WEEK IN REVIEW
SENATE FORMALLY BEGINS BUDGET PROCESS
(Austin) — Officials gave the public its first look at the Senate version of the State budget this week when Lt. Governor Dan Patrick joined Senate Finance Committee Chair Senator Jane Nelson in unveiling the first draft of the Senate budget bill. "This budget is responsible. It's compassionate. It meets our growing needs and remains true to the policies of fiscal discipline that has led to the Texas miracle," Nelson told reporters at a Tuesday press conference. The document that will serve as the starting point for Senate budget writers would spend more than $200 billion in state and federal money to fund state government for the next two years.
The budget unveiled Tuesday represents an increase of 1.5 percent over the last biennial budget, but Nelson said it fully funds enrollment growth in public schools and includes more money for mental health services, border security as well as $4 billion in tax relief. "That's relief that taxpayers will actually see and feel," she said. That relief would be split, with $3 billion going to lower property taxes and $1 billion to business franchise tax cuts. The actual mechanisms by which that will be realized, Nelson said, will come in separate legislation.
Other budget highlights include more than $800 million for border security, twice what the state allocated for 2014 and 2015. The Senate budget would also end diversions from the state transportation fund. Past budgets have used this money to pay for things ranging from state trooper pay raises to filling budget shortfalls, but the current budget plan would put all that money, about $1.2 billion, towards transportation costs. Road and highway funding would also get a boost of $2.6 billion from the Rainy Day Fund approved by voters in the last election and a one-time use of $1.2 billion of motor vehicle sales tax funds.

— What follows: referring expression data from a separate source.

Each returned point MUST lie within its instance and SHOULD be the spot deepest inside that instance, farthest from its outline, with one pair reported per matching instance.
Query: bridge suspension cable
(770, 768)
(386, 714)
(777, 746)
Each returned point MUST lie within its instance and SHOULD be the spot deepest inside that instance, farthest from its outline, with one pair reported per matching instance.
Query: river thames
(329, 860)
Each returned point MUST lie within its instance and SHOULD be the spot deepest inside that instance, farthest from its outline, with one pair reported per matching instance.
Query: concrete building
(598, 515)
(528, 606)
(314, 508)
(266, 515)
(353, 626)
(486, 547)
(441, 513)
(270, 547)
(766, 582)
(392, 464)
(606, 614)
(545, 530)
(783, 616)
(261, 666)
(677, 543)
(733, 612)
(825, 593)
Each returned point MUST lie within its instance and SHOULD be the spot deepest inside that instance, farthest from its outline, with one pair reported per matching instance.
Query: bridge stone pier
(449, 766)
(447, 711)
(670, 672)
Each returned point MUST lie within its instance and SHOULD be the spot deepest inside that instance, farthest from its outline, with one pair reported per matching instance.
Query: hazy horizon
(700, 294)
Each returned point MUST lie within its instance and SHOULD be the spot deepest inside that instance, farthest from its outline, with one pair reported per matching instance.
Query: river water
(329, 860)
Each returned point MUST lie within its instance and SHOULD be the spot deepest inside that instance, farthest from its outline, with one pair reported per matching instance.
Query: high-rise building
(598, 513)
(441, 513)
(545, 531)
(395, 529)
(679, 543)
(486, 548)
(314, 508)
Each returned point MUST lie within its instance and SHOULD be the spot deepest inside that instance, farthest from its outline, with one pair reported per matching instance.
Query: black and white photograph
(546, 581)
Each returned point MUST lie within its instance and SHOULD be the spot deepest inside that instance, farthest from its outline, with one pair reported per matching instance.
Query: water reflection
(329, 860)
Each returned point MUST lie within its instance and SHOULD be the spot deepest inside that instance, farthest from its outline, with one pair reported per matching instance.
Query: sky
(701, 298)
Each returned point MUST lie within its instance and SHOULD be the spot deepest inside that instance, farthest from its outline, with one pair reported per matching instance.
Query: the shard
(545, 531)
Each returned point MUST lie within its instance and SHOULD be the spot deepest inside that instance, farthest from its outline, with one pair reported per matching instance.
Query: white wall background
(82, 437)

The Senate Finance Committee began public hearings on the budget Wednesday, and has already scheduled hearings through the end of February. At these hearings, the committee will hear requests from state agencies, recommendations from state budget analysts, as well as take public testimony on where budget priorities should lie.
Also this week, the Senate Natural Resources and Economic Development committee got an update on the implementation of the statewide water plan. Voters approved funding the plan with $2 billion from the Rainy Day Fund in 2013, and that money will be used to raise $27 billion for future water projects. Texas Water Development Board Chair Carlos Rubinstein told members that his agency has already started taking applications from regional water authorities who want to use these funds, and will began evaluating these applications in March. Rubinstein said that his agency predicts funding up to $800 million in regional projects per year for the next 10 years.
The Senate will reconvene Monday, February 2 at 2 p.m.